Environment & Urbanization

World leading environmental and urban studies journal

Locating the Right to the City in the Global South

Author(s): 
Tony Roshan Samara, Shenjing He, Guo Chen (editors)

Publisher: 
Routledge

Year: 
2013

This book draws attention to the increasing social polarization and spatial divisions of cities, the refashioning of certain urban areas, and the complicated politics from local to global level that arise from and feed into urban changes and transformations.

The introductory chapter outlines how the right to the city can provide a lens to address one key issue behind many arguments in urban development practice and theory, namely socio-spatial segregation as the defining feature of cities. Positioning the right to the city as related to some form of integration, the book uses it as a powerful tool to articulate and re-politicize a relational understanding of cities.

The chapters critically examine some of the complex tensions that are highly debated in urban studies such as e.g. core and periphery, cosmopolitan and transnational spaces and local manifestations, multiple and emerging identities and notions of belonging, the urban poor and emerging middle classes, forms of informality and formality, and public and private claims.

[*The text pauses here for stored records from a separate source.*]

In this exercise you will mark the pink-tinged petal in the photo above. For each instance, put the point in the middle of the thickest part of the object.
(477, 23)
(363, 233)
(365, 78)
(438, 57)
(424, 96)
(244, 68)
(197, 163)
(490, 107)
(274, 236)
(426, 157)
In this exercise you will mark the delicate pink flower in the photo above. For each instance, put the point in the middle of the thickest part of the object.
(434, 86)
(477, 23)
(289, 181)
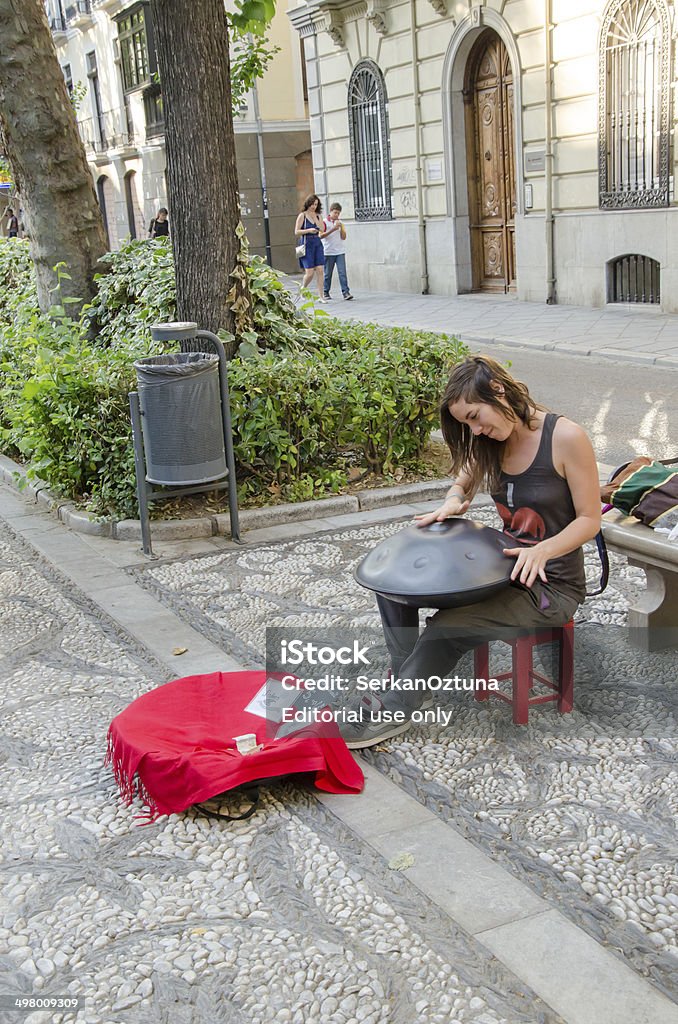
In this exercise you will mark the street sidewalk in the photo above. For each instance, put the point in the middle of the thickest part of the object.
(509, 943)
(630, 333)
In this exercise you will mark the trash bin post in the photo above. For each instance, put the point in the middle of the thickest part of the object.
(142, 488)
(227, 432)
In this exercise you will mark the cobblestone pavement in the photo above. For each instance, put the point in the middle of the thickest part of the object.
(488, 873)
(285, 918)
(582, 805)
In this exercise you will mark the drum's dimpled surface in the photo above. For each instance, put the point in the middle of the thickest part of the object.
(442, 565)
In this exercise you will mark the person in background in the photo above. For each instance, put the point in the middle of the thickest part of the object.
(12, 223)
(160, 224)
(334, 244)
(309, 226)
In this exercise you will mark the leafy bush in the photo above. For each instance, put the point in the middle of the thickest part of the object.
(310, 397)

Geographically, the book covers 16 cities of the Global South and authors enter urban discussions from various levels. Entry points range from the neighbourhood (e.g. Sankara in Ougadougou) to the city (e.g. Beirut, Yixing, Kolkata, Bogota), municipality (Mexico City), nation (e.g. Morocco, China, and India), and even virtual space (e.g. related to protests in Cairo).

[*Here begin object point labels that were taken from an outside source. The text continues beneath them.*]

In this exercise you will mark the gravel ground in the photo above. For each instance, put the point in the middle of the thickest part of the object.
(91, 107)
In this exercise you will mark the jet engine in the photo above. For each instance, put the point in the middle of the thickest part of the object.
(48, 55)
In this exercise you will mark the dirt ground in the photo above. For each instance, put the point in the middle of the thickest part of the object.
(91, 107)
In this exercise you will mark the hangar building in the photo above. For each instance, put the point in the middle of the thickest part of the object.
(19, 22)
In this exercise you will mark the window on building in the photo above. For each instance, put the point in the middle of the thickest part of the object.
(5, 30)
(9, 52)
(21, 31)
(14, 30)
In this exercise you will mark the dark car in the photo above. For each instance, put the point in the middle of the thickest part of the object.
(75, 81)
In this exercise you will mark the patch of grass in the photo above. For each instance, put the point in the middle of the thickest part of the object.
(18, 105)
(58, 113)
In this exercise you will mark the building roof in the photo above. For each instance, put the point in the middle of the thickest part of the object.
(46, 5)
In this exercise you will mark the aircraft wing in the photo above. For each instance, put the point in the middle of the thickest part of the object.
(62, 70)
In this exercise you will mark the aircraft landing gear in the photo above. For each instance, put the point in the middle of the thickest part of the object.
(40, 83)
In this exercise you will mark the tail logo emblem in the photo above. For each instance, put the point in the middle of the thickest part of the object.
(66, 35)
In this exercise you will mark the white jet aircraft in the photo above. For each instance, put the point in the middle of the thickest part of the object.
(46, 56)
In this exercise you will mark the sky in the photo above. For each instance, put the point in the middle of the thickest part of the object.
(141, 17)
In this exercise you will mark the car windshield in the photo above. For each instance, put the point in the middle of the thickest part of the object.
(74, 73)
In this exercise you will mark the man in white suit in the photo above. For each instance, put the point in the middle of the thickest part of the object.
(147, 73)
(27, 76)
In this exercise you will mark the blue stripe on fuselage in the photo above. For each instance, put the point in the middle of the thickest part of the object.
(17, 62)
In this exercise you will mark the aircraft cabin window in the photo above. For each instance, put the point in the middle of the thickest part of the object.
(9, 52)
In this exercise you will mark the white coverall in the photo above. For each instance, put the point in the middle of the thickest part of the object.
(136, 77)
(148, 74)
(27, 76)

Readers will find themselves inspired by the wide range of topics that can be viewed from the right to the city perspective and the innovative and empirically-informed efforts to make sense of urban transformations. These include the struggles of urban dwellers surrounding housing and land use, megaprojects and large-scale private developments, environmentalism and green movements, the production of public space, modes of participation and governance, and collaborative forms of communication and contestation.

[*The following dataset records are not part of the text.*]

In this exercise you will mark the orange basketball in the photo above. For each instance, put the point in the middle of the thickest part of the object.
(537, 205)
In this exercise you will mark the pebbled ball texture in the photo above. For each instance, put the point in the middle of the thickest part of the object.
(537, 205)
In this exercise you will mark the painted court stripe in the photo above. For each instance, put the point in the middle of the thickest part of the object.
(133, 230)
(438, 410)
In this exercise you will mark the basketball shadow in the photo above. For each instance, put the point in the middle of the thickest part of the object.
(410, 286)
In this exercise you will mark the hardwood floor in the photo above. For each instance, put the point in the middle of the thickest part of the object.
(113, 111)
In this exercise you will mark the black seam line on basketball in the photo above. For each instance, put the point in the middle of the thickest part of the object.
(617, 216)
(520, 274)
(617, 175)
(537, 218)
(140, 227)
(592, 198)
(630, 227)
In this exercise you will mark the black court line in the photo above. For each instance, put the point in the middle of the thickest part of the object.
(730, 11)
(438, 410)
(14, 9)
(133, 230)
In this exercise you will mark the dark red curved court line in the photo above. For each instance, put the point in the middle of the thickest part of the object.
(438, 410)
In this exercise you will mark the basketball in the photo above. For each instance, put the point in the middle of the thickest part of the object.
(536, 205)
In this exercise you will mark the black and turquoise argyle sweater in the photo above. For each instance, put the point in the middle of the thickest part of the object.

Thus, the book adds to efforts to provide a fuller picture of the complex urban life in large cities. Cities have to be understood in the light of globalization pressures, e.g. as exposed to global markets, but also from the perspective of public administration. Most importantly, the authors argue for a stronger integration of ordinary city life and local circumstances, with their distinctive and very context-specific logics, norms and values, in order to elaborate a Southern urbanism that goes beyond current conventional categories, labels and hierarchies.